Burza mózgów pozwoli ustalić plan wydarzenia. Pamiętajcie o ustaleniu daty i miejsca! Zdecydowanie te dwie rzeczy trzeba zarezerwować jak najwcześniej. W poszukiwaniu dobrego miejsca warto rozważyć nawiązanie współpracy z okolicznym domem kultury, biblioteką czy klubokawiarnią – te instytucje najczęściej dysponują przestrzenią do wynajęcia, a pracownicy/właściciele charakteryzują się otwartością na nowe pomysły. Przychylni lokalni partnerzy to skarb dla nowobudowanych sąsiedzkich więzi!
Przyda się również podział obowiązków – bez niego poszczególne elementy składające się na organizację inicjatywy po prostu się rozsypią. Nie warto również brać zbyt dużo na głowę – co istotne, trzeba wyjść z założenia i powiedzieć to głośno – jest to nasza wspólna inicjatywa i zrobimy tyle, ile się da, aby mogła dojść do skutku. Wielokrotnie sąsiedztwom udało się zorganizować duże wydarzenie, ale przez natłok obowiązków zapomnieli o najważniejszym celu – spotkaniu i rozmowie…
Nie zapominajcie o osobach, którym nie przychodzi do głowy nic, czym mogliby podzielić się z innymi. Można ich zaangażować do innych odpowiedzialnych funkcji, zwłaszcza zadań organizacyjnych.
Kiedy już wstępnie wiecie, co chcecie zrobić, koniecznie trzeba zastanowić się, czego potrzebujecie do zrealizowania waszych pomysłów – stoły, jedzenie, pozwolenie na miejsce.
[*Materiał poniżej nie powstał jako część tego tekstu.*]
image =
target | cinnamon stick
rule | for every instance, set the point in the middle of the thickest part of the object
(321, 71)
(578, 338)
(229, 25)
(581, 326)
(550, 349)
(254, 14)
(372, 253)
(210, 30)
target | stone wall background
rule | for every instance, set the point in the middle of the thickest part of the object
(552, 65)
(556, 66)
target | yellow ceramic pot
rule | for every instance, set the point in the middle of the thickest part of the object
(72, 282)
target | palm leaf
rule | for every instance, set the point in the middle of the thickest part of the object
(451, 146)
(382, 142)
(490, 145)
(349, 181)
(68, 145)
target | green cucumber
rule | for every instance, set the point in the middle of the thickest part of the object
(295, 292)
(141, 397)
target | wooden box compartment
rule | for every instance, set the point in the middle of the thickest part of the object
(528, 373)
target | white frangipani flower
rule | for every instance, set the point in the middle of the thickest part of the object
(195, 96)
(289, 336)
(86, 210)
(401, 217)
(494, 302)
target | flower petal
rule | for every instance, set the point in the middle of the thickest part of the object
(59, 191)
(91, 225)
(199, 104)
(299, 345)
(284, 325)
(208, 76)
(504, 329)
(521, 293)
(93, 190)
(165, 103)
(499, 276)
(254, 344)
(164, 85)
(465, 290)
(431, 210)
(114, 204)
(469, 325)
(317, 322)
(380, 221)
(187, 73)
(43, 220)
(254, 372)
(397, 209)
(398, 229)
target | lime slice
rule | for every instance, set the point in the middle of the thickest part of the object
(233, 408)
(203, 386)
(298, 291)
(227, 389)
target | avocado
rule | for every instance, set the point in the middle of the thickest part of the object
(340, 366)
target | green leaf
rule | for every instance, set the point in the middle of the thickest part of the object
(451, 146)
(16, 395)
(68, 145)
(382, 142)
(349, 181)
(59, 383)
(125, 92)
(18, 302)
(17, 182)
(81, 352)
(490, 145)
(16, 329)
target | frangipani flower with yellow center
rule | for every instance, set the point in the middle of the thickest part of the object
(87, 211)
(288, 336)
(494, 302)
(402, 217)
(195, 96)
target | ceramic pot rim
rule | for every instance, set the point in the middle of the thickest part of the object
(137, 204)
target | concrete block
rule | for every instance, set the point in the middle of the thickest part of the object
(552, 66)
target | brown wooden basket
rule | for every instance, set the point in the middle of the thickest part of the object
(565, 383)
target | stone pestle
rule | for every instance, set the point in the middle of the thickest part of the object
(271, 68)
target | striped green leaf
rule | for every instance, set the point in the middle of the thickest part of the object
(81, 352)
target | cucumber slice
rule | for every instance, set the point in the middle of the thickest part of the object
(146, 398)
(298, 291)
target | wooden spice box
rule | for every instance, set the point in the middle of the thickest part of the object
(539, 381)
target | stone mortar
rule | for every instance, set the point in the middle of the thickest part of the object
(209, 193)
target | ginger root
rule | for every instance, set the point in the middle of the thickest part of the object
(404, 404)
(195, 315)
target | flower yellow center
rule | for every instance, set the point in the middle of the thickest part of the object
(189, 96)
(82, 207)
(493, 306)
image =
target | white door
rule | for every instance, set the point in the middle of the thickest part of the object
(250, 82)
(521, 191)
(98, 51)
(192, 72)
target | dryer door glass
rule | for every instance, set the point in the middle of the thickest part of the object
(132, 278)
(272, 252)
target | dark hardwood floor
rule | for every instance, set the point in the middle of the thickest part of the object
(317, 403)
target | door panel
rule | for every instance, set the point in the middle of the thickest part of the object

Postarajcie się sprawiedliwie podzielić się tym, co każdy może dać od siebie. Tutaj również warto rozejrzeć się po okolicy i zaprosić do współpracy lokalnych parterów. Jak to zrobić? Zaglądajcie na naszego bloga, już niedługo pojawi się podpowiedź!
Po spotkaniu organizacyjnym morale powinny wzrosnąć:) Jeśli na spotkanie przyszły dwie-trzy osoby, również można posunąć wstępne ustalenia. Na pewno nie należy ustawać w ciągłym informowaniu sąsiadów o inicjatywie i dla pewności ustalić termin drugiego spotkania.